As emulsions are discontinued, the hardware supporting film photography continues to age. Few new film cameras are made in 2023, and those are either prohibitively expensive (think Leica) or essentially plastic toys. Pentax whisper of a new midrange SLR but in the mean time we take care of our cameras and try to fix the parts that stop. The foggy mirrors and cracked seals, the grinding focus wheels and shorting eighties electronics. Five years ago, my wife took an Olympus OM-2 out of storage in her native Arizona. It had lain in the bone dry climate, ageless for decades. A few months on the road in Ireland and Asia made it cough and splutter to a halt. The batteries on another camera were mercury, and the technician told us that not only was he unable to replace them, he couldn’t even let us leave the shop with the ones we had.

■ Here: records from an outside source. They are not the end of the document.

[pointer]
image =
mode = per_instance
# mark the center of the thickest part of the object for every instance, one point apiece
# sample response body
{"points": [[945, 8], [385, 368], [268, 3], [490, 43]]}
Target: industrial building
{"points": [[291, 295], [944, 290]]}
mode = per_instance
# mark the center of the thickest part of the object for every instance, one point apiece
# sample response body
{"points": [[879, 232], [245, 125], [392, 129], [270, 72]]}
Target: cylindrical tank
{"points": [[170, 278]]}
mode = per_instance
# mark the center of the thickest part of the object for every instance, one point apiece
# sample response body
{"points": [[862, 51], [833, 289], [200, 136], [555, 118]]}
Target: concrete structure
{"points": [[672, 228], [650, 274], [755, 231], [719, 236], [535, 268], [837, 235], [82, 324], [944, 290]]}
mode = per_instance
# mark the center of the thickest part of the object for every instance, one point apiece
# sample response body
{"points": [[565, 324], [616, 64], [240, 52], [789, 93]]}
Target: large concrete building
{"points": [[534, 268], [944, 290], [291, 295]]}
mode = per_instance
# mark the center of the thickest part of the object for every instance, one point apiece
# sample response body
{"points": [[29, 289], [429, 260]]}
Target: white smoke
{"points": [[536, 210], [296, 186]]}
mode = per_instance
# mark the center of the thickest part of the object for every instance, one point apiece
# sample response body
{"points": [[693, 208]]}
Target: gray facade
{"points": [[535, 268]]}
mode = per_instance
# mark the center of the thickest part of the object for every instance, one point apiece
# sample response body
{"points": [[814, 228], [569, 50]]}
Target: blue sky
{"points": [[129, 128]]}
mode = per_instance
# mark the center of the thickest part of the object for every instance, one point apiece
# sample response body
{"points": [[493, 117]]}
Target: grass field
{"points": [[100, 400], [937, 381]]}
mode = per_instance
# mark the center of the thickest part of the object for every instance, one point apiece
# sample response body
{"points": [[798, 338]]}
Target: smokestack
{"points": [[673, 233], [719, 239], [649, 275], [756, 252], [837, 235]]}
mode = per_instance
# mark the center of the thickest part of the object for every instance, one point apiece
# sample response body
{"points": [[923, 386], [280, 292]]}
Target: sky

I am not a professional photographer, in the sense that I don’t do it for a living. I certainly take it seriously, more seriously than almost anything I do. But I have an uncomplicated love for it that I don’t for the things that I rely on for income: writing, research, etc. Give me enough film and money to develop it and I will happily make images forever. The same thing that puts me off digital also repels me from professionalisation: the need to streamline a workflow. The need to spend hours in Photoshop and Lightroom, messing with curves and tones and generally becoming more of a manufacturer of pictures than an artist. I have shot exactly one wedding in my life and it was equal parts wonderful and stressful.
The mounting costs have limited the amount of film I can shoot in the last few years. I’ll probably get a digital camera at some point, for less important occasions, for convenience, out of curiosity. But then, I’ve been saying that for years. I’ve watched systems come and go, seen millions of digital images and rarely been grabbed enough to consider buying in.
Everyone becomes a collection of sentimental clichés at some point, so here are mine: there is still nothing in digital photography to compare to the excitement of getting developed images back. The thirty-six or thirty seven moments you grabbed, some blurry, some poorly composed, some incoherent, some you didn’t even remember. And a few that help you stay connected to the life you’ve led, that help you remember.
(Dublin, 2021, Photo taken by the incredible Ivana Patarčić)
Reading – Elena Ferrante, My Brilliant Friend (2012)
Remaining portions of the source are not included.